CS 111: Operating Systems Lecture 13 - File System Robustness
By Steven Pham
Lecture Data: February 27, 2013
For a robust file system, we have a few goals:
1. Performance: System with high throughput and low latency
2. Durability: Data survives failure and is enduring
3. Atomicity: Correctness of data - changes made to a file system are completed or
not completed.
Durability Issues:
When considering durability, many possible issues could occur. In some cases, the keyboard, CPU, RAM, etc. could die or screw up the underlying failure.
In an ideal world, we would want to address all such possible issues to ensure the complete durability of our system. Realistically, however, we must limit our analysis to a scope of limited failure. Mainly, we only want to consider the problems most likely to occur that will cause damage.
Battery Example
Must consider a model for failure that corresponds to reality and is simple:
- No battery
- Only failure to worry about: loss of power
Say we want to edit a file:
What if we lose power when attempting to edit the file and write to the disk sector?
In the event of a loss of power, a trap occurs telling processes to stop immediately.
Possibilities at this point:
1. The power supply has
a small amount of power remaining to finish task
2. Bad sector results
since task cannot finish
Under these assumptions, we can assume the data contents to follow this model:
Atomicity Solutions?
- More file space
- Never overwrite your only or last copy
- Keep many backups
Backups example
In a file system with backups, we write to F2 first then overwrite the old F1. Using markers, we can keep track of which file is currently being modified.
F2 = Y
Marker = F2
F1 = Y
Marker = F1
With markers:
Using this approach, we can assure atomicity by checking the file marker and ensuing status of each file.
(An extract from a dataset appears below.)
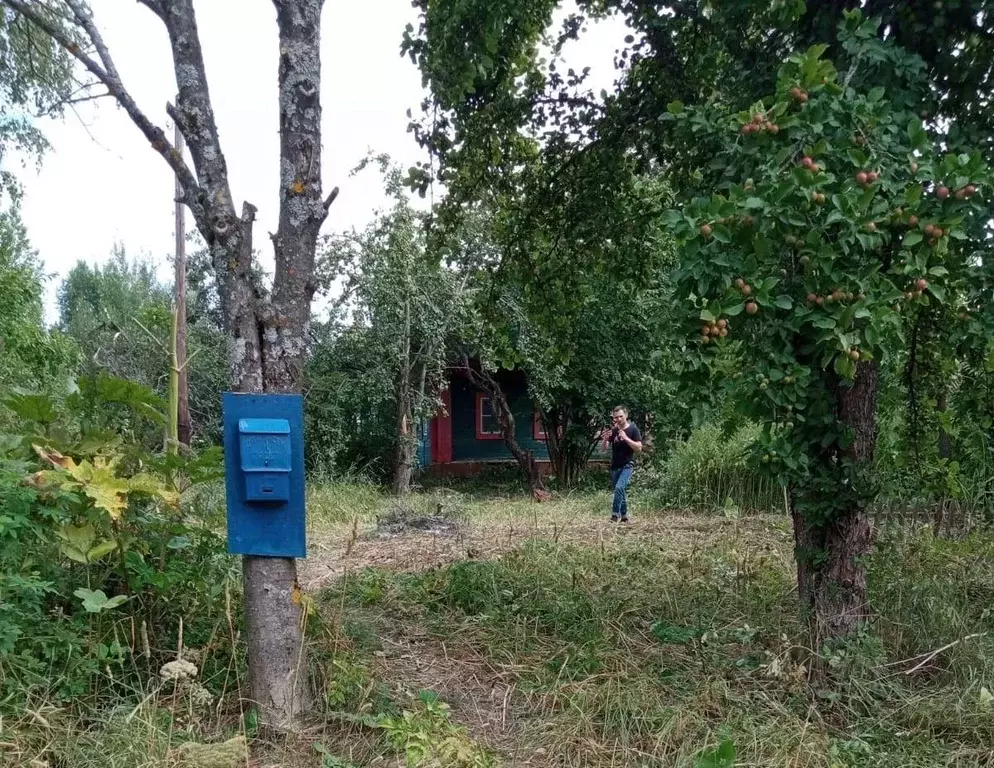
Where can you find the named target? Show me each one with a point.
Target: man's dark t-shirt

While this method works, we have to utilize too many write sectors
and might want a more efficient approach.
Time append example:
Alternatively, we can try appending the time stamp:
Using this approach, we write the data to the file and the nappend the current time.
The only problem is that the current time value could be completely garbage or a wrong value from a bad write and the resulting value could be incorrect.
Classic Solution:
In the classic solution approach, we use three file copies for safety and complete atomicity with staggered writing to all 3 copies:
If a crash happens, we run this code:
if F1 = F2
return F1
else
return F3
Utilizing this code, should a crash happen before fully copying the data to all 3 files, the files can be successfully reverted to old or new data accordingly.
This approach requires 3 copies to be held on disk, however, and this can be a lot of memory space just to simply assure atomicity for one file on the file system.<
Lampson-Sturgis Assumptions:
1. Storage writes may
fail and can corrupt written or nearby sectors
2. Storage can decay
spontaneously
3. A later read can
detect the bad sector
4. Errors are
relatively rare
5. Repairs can be done
in time
Example: rename(“a”, “b”)
1. Read inode 357 into
memory
2. Read data block 52
into RAM
3. Change “a” to
“b” in RAM
4. Write data block out
to disk
5. Update inode time
stamp
6. Write inode to disk
(Doesn’t exactly follow Lance-Sturgis assumptions)
Say instead we wanted to rename file a to bb - rename("a", "bb"):
In this case, if we can't find directory memory in allocated space, we have to go find empty space to copy the entire directovery over.
Rename ("d/a", "e/a")
Actions:
Read inodes 357 and 362 as well as data blocks 52 and 1012 into RAM
Write link count 2
Write updated data block 1012
Write link count 1
Write updated data block 52
Write updated inode 362
Write updated inode 357
If we crash between writes to data blocks, link count will not be updated. In this case, files must be removed or dangling pointers will remain.
Invariants for file systems:
1. Every block in the file system is used for exactly one purpose
2. All referenced blocks are properly initialized with data appropriate for their type
3. All referenced data blocks are marked as used in bitmap
4. All unreferenced data blocks are marked as free in bitmap
Consequences for
violation of invariants:
1. Disaster
2. Disaster
3. Disaster
4. Memory leak